Here, each line that’s passed to cut is being split on spaces into fields, and then the third field to the last field is being printed. The total number of fields may be different per input line. With sed we can accomplish the same task in a much more complex manner:

  1. $ sed -rn 's/^CHAPTER ([IVXLCDM]{1,})\. (.*)$/\2/p' alice.txt > /dev/null

(Since the output is the same it’s omitted by redirecting it to /dev/null.) This approach uses a regular expression and a back reference. Here, sed also takes over the work done by grep. This complex approach is only advisable when a simpler one would not work. For example, if chapter was ever part of the text itself and not just used to indicate the start of a new chapter. Of course there are many levels of complexity which would have worked around this, but this was to illustrate an extremely strict approach. In practice, the challenge is to find a good balance between complexity and flexibility.

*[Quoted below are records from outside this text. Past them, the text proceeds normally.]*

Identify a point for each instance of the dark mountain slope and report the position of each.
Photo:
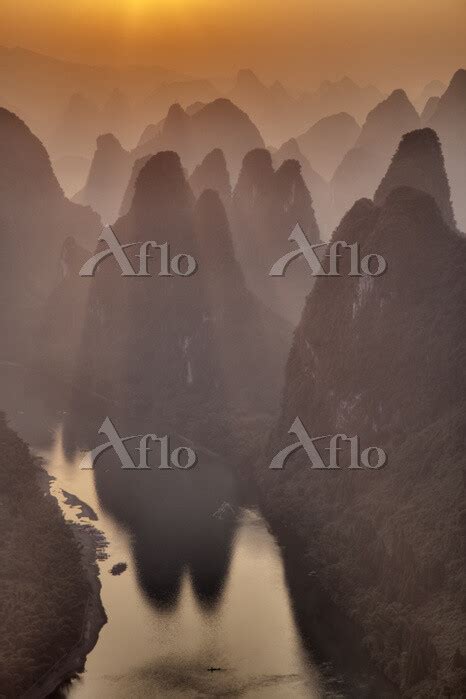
(383, 358)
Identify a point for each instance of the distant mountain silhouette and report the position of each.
(342, 96)
(449, 121)
(179, 344)
(71, 172)
(182, 92)
(429, 110)
(327, 141)
(78, 129)
(36, 219)
(435, 88)
(107, 179)
(363, 166)
(117, 116)
(267, 205)
(419, 163)
(317, 186)
(382, 358)
(212, 174)
(131, 187)
(277, 114)
(220, 124)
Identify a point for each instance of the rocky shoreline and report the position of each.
(89, 541)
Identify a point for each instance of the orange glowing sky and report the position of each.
(301, 41)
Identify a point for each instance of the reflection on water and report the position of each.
(201, 591)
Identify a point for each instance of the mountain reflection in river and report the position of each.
(204, 588)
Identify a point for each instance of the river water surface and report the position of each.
(149, 649)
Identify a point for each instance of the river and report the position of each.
(154, 649)
(209, 605)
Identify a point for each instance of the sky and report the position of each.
(388, 42)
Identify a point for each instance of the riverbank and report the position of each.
(89, 542)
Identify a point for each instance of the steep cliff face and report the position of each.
(383, 358)
(317, 186)
(35, 219)
(107, 180)
(212, 173)
(45, 591)
(419, 163)
(179, 347)
(325, 143)
(364, 165)
(77, 129)
(267, 205)
(219, 124)
(449, 121)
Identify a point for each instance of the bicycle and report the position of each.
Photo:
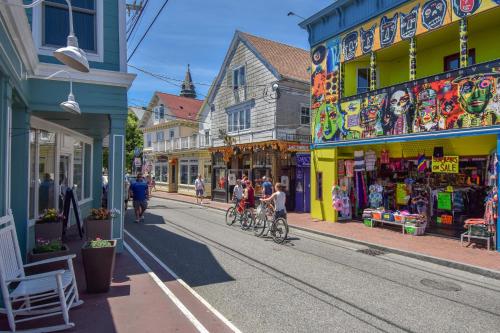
(278, 227)
(238, 212)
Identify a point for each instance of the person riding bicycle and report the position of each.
(249, 196)
(279, 198)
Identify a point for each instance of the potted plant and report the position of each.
(98, 262)
(98, 223)
(46, 249)
(49, 225)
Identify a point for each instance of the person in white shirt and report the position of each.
(279, 198)
(199, 186)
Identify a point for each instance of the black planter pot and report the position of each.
(99, 264)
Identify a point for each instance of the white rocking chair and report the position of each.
(36, 296)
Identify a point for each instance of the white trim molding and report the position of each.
(95, 76)
(37, 22)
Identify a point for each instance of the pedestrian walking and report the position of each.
(199, 186)
(140, 192)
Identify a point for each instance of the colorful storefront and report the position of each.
(406, 110)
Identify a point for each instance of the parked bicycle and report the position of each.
(277, 227)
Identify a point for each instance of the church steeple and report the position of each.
(188, 89)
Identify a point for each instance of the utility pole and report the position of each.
(134, 6)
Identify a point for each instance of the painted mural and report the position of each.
(407, 21)
(457, 100)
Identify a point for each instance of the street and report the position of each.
(312, 283)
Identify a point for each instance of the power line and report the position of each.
(149, 28)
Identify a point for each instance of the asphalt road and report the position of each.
(312, 283)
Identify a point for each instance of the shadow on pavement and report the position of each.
(191, 260)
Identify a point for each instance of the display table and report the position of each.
(402, 224)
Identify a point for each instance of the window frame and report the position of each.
(456, 56)
(302, 107)
(38, 31)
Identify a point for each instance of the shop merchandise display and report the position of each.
(406, 191)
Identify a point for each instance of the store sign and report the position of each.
(445, 164)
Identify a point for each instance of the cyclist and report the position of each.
(279, 198)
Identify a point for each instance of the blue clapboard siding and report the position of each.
(111, 39)
(342, 15)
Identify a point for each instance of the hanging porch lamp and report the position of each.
(70, 55)
(71, 105)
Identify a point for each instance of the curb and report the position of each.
(423, 257)
(439, 261)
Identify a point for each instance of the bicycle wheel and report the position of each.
(259, 226)
(247, 220)
(230, 216)
(279, 230)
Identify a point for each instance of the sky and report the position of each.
(198, 32)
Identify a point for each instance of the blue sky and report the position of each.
(199, 32)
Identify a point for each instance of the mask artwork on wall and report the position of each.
(371, 109)
(433, 13)
(463, 8)
(318, 76)
(408, 23)
(367, 39)
(332, 71)
(461, 99)
(388, 28)
(350, 45)
(396, 118)
(352, 121)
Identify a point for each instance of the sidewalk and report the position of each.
(440, 250)
(136, 302)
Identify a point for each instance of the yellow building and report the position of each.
(415, 87)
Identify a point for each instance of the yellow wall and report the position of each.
(323, 160)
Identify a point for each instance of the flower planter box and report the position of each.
(33, 257)
(48, 231)
(97, 229)
(98, 264)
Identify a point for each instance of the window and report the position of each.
(239, 77)
(238, 120)
(319, 186)
(305, 115)
(452, 61)
(189, 171)
(78, 169)
(55, 23)
(363, 80)
(87, 170)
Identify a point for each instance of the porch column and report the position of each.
(413, 58)
(116, 174)
(97, 172)
(5, 118)
(464, 41)
(373, 71)
(19, 156)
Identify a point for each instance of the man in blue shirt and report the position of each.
(139, 190)
(267, 187)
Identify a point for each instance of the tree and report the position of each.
(134, 139)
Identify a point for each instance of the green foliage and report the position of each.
(43, 246)
(134, 139)
(99, 243)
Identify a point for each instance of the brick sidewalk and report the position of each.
(428, 245)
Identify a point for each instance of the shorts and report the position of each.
(142, 204)
(280, 213)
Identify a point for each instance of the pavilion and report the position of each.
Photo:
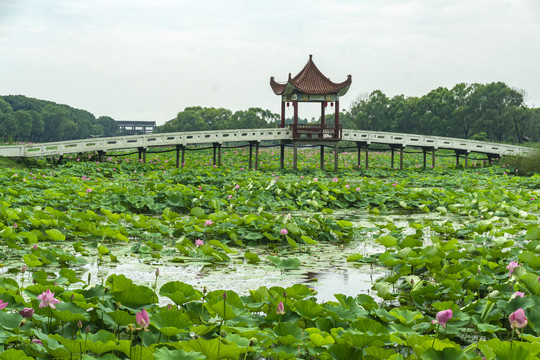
(311, 85)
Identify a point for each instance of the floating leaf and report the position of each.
(55, 234)
(285, 264)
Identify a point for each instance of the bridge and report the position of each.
(292, 136)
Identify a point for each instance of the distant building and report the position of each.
(136, 127)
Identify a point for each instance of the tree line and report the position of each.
(27, 119)
(491, 112)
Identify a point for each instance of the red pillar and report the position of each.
(282, 113)
(322, 113)
(295, 119)
(295, 104)
(321, 134)
(336, 116)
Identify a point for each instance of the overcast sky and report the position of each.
(149, 59)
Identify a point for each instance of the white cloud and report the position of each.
(148, 59)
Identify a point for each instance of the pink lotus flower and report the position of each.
(142, 319)
(280, 309)
(26, 313)
(518, 320)
(443, 317)
(510, 267)
(47, 299)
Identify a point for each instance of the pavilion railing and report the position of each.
(317, 131)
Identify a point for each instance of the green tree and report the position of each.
(8, 125)
(370, 113)
(56, 123)
(110, 127)
(38, 126)
(24, 124)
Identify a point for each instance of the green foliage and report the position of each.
(28, 119)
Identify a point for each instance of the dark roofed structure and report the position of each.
(311, 85)
(310, 81)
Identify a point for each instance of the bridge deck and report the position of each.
(257, 135)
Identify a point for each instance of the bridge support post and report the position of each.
(282, 155)
(295, 155)
(142, 155)
(216, 146)
(251, 143)
(393, 148)
(336, 156)
(367, 156)
(256, 155)
(178, 148)
(322, 157)
(359, 146)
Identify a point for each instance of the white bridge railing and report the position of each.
(259, 135)
(433, 142)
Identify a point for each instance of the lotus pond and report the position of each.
(119, 259)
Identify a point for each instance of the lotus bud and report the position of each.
(253, 341)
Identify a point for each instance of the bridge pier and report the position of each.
(295, 155)
(178, 148)
(392, 149)
(336, 156)
(491, 157)
(425, 151)
(367, 156)
(322, 158)
(282, 155)
(359, 145)
(216, 146)
(459, 153)
(142, 154)
(256, 143)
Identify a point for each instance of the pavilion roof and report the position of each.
(310, 81)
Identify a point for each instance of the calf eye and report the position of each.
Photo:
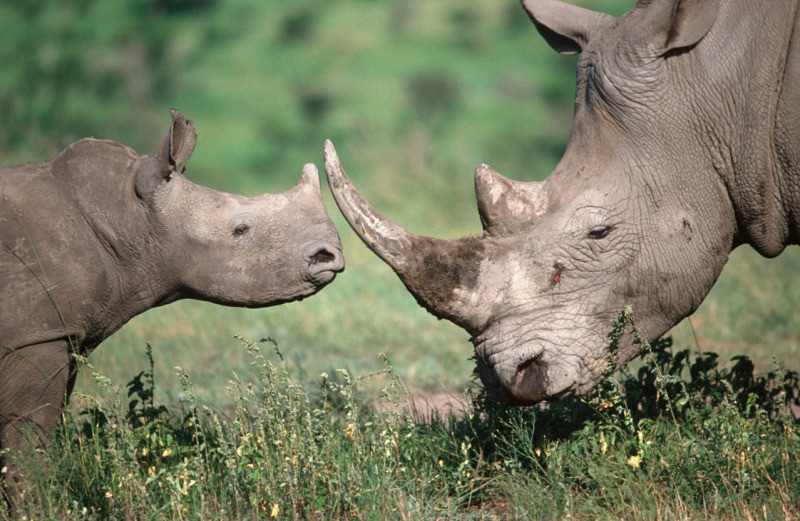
(599, 232)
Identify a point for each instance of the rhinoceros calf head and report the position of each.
(639, 211)
(231, 249)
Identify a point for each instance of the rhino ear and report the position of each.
(182, 139)
(677, 24)
(170, 155)
(567, 28)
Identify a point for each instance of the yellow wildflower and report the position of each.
(634, 461)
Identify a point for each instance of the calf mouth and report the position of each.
(322, 262)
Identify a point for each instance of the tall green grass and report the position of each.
(682, 438)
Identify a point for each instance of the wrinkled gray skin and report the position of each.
(99, 234)
(685, 144)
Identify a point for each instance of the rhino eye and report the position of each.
(599, 232)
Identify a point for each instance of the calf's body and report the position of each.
(100, 234)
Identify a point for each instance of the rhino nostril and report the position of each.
(530, 380)
(322, 256)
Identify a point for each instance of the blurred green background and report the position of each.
(414, 94)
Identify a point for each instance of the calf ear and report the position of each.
(170, 155)
(567, 28)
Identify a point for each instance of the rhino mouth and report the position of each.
(517, 373)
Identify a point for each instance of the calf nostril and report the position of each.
(324, 258)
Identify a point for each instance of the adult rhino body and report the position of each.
(685, 144)
(99, 234)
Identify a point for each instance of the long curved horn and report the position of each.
(507, 207)
(441, 274)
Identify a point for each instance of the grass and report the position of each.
(681, 438)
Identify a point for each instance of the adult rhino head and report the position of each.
(683, 146)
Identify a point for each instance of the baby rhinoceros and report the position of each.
(100, 234)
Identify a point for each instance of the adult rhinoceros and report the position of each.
(99, 234)
(685, 144)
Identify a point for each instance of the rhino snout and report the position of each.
(323, 260)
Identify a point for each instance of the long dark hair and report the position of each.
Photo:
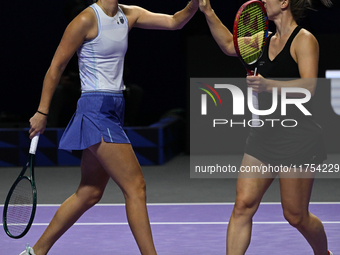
(298, 7)
(92, 1)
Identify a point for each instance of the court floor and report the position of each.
(188, 216)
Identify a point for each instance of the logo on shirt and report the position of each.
(121, 19)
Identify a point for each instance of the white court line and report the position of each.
(184, 204)
(179, 223)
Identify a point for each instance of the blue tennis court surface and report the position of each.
(188, 229)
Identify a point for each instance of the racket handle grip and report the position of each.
(256, 119)
(34, 144)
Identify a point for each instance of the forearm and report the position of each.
(182, 17)
(51, 81)
(305, 83)
(221, 34)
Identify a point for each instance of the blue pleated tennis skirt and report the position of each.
(98, 114)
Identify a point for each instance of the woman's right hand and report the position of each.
(38, 124)
(204, 5)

It’s worth noting that cut can also split on characters positions. This is useful for when you want to extract (or remove) the same set of characters per input line:

  1. $ grep -i chapter alice.txt | cut -c 9-
  2. I. Down the Rabbit-Hole
  3. II. The Pool of Tears
  4. III. A Caucus-Race and a Long Tale
  5. IV. The Rabbit Sends in a Little Bill
  6. V. Advice from a Caterpillar
  7. VI. Pig and Pepper
  8. VII. A Mad Tea-Party
  9. VIII. The Queen's Croquet-Ground
  10. IX. The Mock Turtle's Story
  11. X. The Lobster Quadrille
  12. XI. Who Stole the Tarts?
  13. XII. Alice's Evidence

grep has a great feature that outputs every match onto a separate line:

  1. $ < alice.txt grep -oE '\w{2,}' | head
  2. Project
  3. Gutenberg
  4. Alice
  5. Adventures
  6. in
  7. Wonderland
  8. by
  9. Lewis
  10. Carroll
  11. This

But what if we wanted to create a data set of all the words that start with an a and end with an e. Well, of course there’s a pipeline for that too:

  1. $ < alice.txt tr '[:upper:]' '[:lower:]' | grep -oE '\w{2,}' |
  2. > grep -E '^a.*e$' | sort | uniq -c | sort -nr |
  3. > awk '{print $2","$1}' | header -a word,count | head | csvlook
  4. |-------------+--------|
  5. | word | count |
  6. |-------------+--------|
  7. | alice | 403 |
  8. | are | 73 |
  9. | archive | 13 |
  10. | agree | 11 |
  11. | anyone | 5 |
  12. | alone | 5 |
  13. | age | 4 |
  14. | applicable | 3 |
  15. | anywhere | 3 |
  16. | alive | 3 |
  17. |-------------+--------|

5.2.3 Replacing and Deleting Values

You can use the command-line tool tr, which stands for translate, to replace individual characters. For example, spaces can be replaced by underscores as follows:

  1. $ echo 'hello world!' | tr ' ' '_'
  2. hello_world!

If more than one character needs to be replaced, then you can combine that:

  1. $ echo 'hello world!' | tr ' !' '_?'
  2. hello_world?

tr can also be used to delete individual characters by specifying the argument -d:

  1. $ echo 'hello world!' | tr -d -c '[a-z]'
  2. helloworld

Here, we’ve actually used two more features. First we’ve specified a set of characters (all lowercase letters). Second we’ve indicated that the complement -c should be used. In other words, this command only retains lowercase letters. We can even use tr to convert our text to uppercase:

  1. $ echo 'hello world!' | tr '[a-z]' '[A-Z]'
  2. HELLO WORLD!
  3. $ echo 'hello world!' | tr '[:lower:]' '[:upper:]'
  4. HELLO WORLD!

The latter command is preferable because that also handles non-ASCII characters. If you need to operate on more than individual characters, then you may find sed useful. We’ve already seen an example of sed with extracting the chapter headings from Alice in Wonderland. Extracting, deleting, and replacing is actually all the same operation in sed. You just specify different regular expressions. For example, to change a word, remove repeated spaces, and remove leading spaces:

  1. $ echo ' hello world!' | sed -re 's/hello/bye/;s/\s+/ /g;s/\s+//'
  2. bye world!

The argument -g stands for global, meaning that the same command can be applied more than once on the same line. We do not need that with the second command, which removes leading spaces. Note that regular expressions of the first and the last command could have been combined into one regular expression.